From the Cerrado Mineiro region, Cerrado Coffee Growers Federation president Gláucio de Castro observed that “plants are producing heavier fruit with thinner skin, improving yield,” while Expocacer chief executive Simão Pedro de Lima described expected productivity as “good” but said it “will not match the 2020 crop, when the Cerrado produced 7.7 million bags. We are talking about something closer to 7 million bags” (Valor International).

Despite strong crop assessments, the harvest is not advancing uniformly. The research center Cepea reports that Arabica harvest remains slow across most Brazilian regions, with fieldwork gaining momentum primarily in Zona da Mata, Minas Gerais; it expects the harvest pace to pick up from the second half of May onward and notes that activities in Cerrado Mineiro are expected to begin in late May (Cepea – “Arabica coffee harvest remains slow, says Cepea”).

Market participants are already reacting to the higher-end forecasts. Barchart reports that Arabica coffee prices fell as traders “priced in expectations of a bumper Brazil coffee crop,” and cites a StoneX projection of a 2026 global coffee surplus of 10 million bags, compared with 1.8 million in 2025, as well as a USDA Foreign Agricultural Service estimate of world coffee production at 178.848 million bags in 2025/26, up 2% year on year (Barchart – “Arabica Coffee Retreats on Expectations of a Bumper Brazil Coffee Crop”).

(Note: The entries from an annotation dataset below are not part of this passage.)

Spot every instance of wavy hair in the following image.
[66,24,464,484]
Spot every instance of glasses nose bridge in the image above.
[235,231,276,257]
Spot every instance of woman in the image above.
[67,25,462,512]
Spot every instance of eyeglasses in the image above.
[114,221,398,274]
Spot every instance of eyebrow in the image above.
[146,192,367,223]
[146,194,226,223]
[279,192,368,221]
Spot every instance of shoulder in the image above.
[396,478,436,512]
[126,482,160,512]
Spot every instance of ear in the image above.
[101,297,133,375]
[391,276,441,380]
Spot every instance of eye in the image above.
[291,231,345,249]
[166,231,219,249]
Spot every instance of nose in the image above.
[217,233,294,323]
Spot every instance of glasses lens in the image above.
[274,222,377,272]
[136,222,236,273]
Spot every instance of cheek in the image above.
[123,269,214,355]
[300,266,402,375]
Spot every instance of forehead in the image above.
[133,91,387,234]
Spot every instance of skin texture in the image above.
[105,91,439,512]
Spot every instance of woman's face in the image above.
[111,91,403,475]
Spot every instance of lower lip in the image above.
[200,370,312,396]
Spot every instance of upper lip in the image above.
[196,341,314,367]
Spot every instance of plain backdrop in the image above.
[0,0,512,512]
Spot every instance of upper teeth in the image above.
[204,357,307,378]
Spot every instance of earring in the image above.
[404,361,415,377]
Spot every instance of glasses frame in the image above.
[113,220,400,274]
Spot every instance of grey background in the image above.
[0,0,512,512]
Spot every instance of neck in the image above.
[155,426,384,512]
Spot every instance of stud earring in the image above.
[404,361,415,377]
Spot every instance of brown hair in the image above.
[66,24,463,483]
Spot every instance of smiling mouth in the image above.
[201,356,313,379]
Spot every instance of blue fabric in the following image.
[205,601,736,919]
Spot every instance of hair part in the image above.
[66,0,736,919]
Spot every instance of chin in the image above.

Alongside volume expectations, sustainability‑verified supply is expanding. Sucafina states that available IMPACT‑verified coffees from Brazil will reach 4.22 million bags and notes that IMPACT audits are expected in June 2026 for Conilon and July 2026 for Arabica, with additional IMPACT‑verified producers to be added in South Minas, Cerrado and Mogiana during 2026 (Sucafina – “Brazil Arabica Harvest Update”).